俺は最後の舞台の前日、翔が仕事を終えるのを待って、駅前の居酒屋へと誘った。

ニノとは何度か行ったことのある店だ。

面倒くさがりの翔は、

「家の方がゆっくり飲める」

当然のようにそう言ったが、俺は引き下がることなく、車に乗り込もうとした翔の腕を引き、半ば強引に駅までの道程を歩き始めた。

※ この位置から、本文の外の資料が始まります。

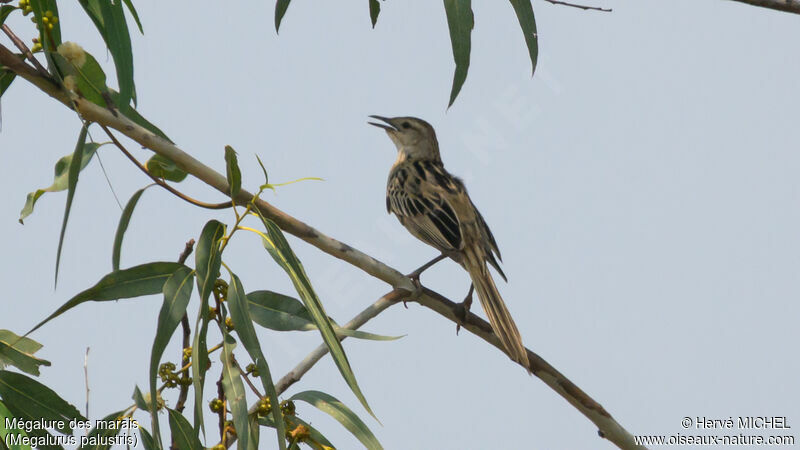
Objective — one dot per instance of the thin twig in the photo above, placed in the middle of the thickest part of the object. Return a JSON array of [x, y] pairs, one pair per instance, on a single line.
[[159, 181], [791, 6], [25, 50], [86, 378], [575, 5], [183, 392]]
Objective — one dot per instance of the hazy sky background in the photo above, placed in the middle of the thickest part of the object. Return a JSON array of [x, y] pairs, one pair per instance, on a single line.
[[643, 188]]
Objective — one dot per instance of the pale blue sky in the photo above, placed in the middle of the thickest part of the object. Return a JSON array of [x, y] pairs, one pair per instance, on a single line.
[[642, 187]]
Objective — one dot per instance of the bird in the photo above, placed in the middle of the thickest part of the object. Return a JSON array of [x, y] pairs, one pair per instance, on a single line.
[[434, 206]]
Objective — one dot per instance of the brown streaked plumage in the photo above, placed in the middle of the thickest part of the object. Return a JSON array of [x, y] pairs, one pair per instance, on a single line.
[[435, 207]]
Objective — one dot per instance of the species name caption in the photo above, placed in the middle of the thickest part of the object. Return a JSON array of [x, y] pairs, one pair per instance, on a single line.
[[61, 425]]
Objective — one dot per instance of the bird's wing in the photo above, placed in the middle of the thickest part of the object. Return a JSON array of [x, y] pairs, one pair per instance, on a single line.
[[423, 207]]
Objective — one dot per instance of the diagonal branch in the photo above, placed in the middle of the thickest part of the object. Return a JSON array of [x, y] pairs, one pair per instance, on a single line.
[[791, 6], [608, 427]]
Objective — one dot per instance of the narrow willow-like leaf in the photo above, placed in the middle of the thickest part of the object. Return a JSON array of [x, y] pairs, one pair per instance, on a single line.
[[233, 386], [279, 249], [232, 170], [336, 409], [90, 79], [207, 264], [183, 434], [6, 78], [138, 399], [138, 119], [30, 400], [61, 178], [207, 257], [263, 169], [318, 440], [243, 323], [18, 351], [460, 22], [135, 15], [162, 167], [72, 182], [5, 10], [374, 10], [7, 416], [283, 313], [280, 10], [147, 439], [124, 220], [177, 292], [98, 438], [527, 22], [118, 41], [49, 37], [146, 279]]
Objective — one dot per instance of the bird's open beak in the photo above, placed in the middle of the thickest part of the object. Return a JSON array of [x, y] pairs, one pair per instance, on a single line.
[[388, 126]]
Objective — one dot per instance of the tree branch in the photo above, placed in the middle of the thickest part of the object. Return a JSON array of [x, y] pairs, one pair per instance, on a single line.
[[791, 6], [355, 323], [608, 427], [575, 5]]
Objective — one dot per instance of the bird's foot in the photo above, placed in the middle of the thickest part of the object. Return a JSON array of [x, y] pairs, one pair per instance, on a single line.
[[415, 274], [462, 309]]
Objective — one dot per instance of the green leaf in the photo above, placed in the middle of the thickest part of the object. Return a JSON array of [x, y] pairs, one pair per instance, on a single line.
[[374, 10], [233, 386], [232, 170], [72, 182], [278, 312], [263, 169], [283, 313], [90, 79], [280, 251], [138, 399], [243, 325], [61, 179], [207, 264], [316, 436], [50, 38], [28, 399], [527, 22], [124, 220], [183, 434], [18, 351], [98, 439], [118, 41], [145, 279], [208, 258], [147, 440], [162, 167], [5, 10], [138, 119], [336, 409], [177, 292], [5, 433], [6, 77], [460, 22], [135, 15], [280, 10]]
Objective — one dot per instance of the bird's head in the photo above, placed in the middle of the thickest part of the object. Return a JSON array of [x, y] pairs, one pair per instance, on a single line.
[[413, 137]]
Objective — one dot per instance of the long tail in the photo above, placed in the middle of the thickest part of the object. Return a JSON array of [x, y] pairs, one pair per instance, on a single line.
[[499, 317]]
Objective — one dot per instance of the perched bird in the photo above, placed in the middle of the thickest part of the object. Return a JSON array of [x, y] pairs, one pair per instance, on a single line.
[[435, 207]]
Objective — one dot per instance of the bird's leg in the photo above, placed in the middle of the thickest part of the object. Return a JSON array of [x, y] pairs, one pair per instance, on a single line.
[[414, 276], [463, 307]]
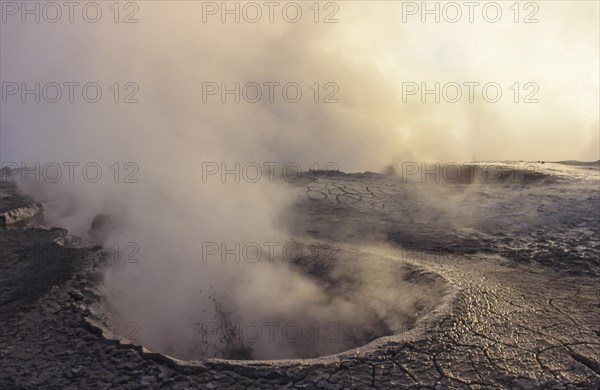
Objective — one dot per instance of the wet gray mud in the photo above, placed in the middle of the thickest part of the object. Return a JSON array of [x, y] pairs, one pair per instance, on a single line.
[[513, 265]]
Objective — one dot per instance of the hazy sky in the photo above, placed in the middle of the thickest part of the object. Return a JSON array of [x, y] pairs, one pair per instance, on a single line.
[[367, 114], [368, 55]]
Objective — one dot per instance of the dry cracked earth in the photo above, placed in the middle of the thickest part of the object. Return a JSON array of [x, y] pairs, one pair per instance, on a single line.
[[518, 256]]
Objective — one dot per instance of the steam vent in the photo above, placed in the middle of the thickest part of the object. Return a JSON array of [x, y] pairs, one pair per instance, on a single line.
[[409, 297], [330, 195]]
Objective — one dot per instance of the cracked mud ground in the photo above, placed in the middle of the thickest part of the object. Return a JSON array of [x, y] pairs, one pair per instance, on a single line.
[[523, 262]]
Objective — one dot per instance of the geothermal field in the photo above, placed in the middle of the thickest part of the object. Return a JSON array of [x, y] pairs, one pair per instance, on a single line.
[[495, 287], [303, 195]]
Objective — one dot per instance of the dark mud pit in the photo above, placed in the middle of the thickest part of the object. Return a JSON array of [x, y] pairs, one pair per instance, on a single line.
[[504, 274]]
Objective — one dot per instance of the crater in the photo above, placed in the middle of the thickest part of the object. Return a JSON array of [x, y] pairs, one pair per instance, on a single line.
[[366, 293]]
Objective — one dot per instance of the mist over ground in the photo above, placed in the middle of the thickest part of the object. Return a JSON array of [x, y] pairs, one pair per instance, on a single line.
[[174, 129]]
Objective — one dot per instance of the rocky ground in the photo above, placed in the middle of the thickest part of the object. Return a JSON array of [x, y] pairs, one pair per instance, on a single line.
[[519, 258]]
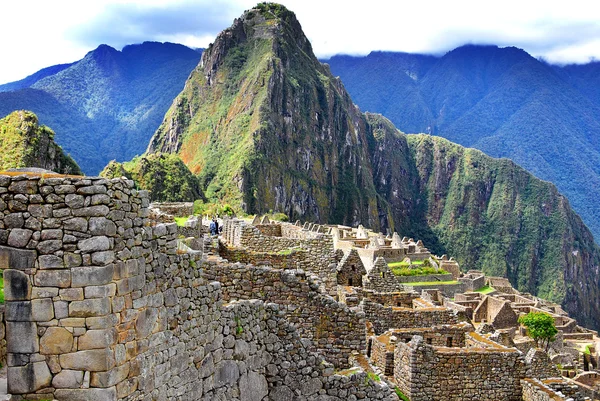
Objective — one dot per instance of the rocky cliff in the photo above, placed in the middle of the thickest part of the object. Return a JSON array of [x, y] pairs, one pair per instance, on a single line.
[[24, 143], [267, 127]]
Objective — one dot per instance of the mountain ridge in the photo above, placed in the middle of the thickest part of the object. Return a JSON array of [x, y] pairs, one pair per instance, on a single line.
[[267, 127]]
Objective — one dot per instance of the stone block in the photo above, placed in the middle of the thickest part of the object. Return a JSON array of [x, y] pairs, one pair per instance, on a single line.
[[20, 259], [53, 278], [76, 224], [89, 307], [42, 310], [92, 211], [50, 262], [101, 291], [102, 226], [28, 378], [74, 201], [17, 286], [68, 379], [145, 322], [49, 246], [94, 244], [18, 311], [87, 394], [21, 338], [19, 237], [110, 378], [72, 259], [56, 341], [94, 360], [92, 275], [93, 339], [103, 258]]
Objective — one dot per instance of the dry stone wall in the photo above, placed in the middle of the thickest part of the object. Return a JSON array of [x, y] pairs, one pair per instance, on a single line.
[[426, 373], [385, 317], [100, 305]]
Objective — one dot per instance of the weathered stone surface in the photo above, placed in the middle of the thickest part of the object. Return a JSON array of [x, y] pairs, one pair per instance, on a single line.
[[103, 258], [92, 275], [49, 246], [92, 394], [20, 259], [42, 310], [93, 339], [92, 211], [94, 244], [102, 226], [227, 373], [110, 378], [74, 201], [17, 286], [28, 378], [89, 307], [68, 379], [50, 262], [55, 341], [53, 278], [95, 360], [76, 224], [145, 322], [21, 337], [253, 387], [18, 311], [19, 237]]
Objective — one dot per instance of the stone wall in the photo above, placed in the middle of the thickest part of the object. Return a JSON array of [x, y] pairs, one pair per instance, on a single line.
[[335, 329], [384, 318], [100, 305], [423, 372]]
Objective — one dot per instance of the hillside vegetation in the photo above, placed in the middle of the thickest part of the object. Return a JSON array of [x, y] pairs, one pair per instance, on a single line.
[[499, 100], [265, 126], [107, 105], [25, 143]]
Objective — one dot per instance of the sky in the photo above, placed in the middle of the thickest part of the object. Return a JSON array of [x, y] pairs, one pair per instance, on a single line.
[[39, 33]]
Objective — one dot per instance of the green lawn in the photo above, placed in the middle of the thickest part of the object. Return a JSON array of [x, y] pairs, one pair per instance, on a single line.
[[485, 290], [418, 283], [181, 221]]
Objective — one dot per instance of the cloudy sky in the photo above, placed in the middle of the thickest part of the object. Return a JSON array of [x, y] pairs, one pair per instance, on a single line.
[[39, 33]]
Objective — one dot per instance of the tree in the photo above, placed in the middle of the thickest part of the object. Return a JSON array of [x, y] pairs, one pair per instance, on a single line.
[[540, 327]]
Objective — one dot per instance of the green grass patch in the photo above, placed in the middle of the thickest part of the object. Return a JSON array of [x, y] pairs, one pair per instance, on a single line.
[[406, 264], [181, 221], [417, 271], [373, 376], [485, 289], [418, 283], [401, 395]]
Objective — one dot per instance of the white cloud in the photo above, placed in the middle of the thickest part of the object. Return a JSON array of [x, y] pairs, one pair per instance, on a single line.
[[37, 34]]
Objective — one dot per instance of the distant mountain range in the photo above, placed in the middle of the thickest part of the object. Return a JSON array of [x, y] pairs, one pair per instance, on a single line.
[[499, 100], [107, 105]]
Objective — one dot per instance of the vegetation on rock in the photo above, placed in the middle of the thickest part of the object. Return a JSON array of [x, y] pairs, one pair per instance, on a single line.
[[164, 175], [540, 327], [25, 143]]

周りに人がいないことを良いことに、しっかりと手を繋いで…

「なんつーか…、デートみたいだな?」

「そ、そう….だな…」

翔が照れたように笑うから、俺まで照れてしまう。

「ま、たまにはこういうのも悪くないか。な、智?」

「う、うん…、まあ…そうだな…」

俺を見る翔の目が、あまりにも優しくて…、なんだか泣きそうになる。

ずっとこうしていられればいいのに…
本当は、ずっと翔とこうして手を繋いで、一緒に歩きたいのに…

口に出来ない言葉が、まるで壊れたCDプレーヤーのように何度もリフレインする。

そんなこと望んじゃいけないのに…



それきり会話もないまま居酒屋の暖簾を潜った俺達は、店の一番奥のテーブルに座った。

「どうする、何飲む?」

翔がメニューを差し出して来る。

でも俺はそれに目を通すことなく、注文を取りに来た店員を見上げると、

「とりあえずビールで…」

と告げた。

「じゃあ俺もビールで。…つか、お前おっさんかよ(笑)」

向かい合わせに座った翔が、眉尻を思いっ切り下げ、声を上げて笑う。

「な、なんだよ…、何がおかしいんだよ…」

「だってお前、“とりあえずビール”って、おっさんだろ(笑)」

「う、うっせー。三十路間近の翔に言われたくねぇし…」

プイとそっぽを向いた俺と、涙を流して笑う翔の前に、黄金色の液体と、キメの細かい泡が綺麗な層を作ったビールが運ばれて来る。

翔は当然のようにジョッキを手に持ち、乾杯を求めて来たが、俺はそれに応えることなくジョッキを持ち上げ傾けた。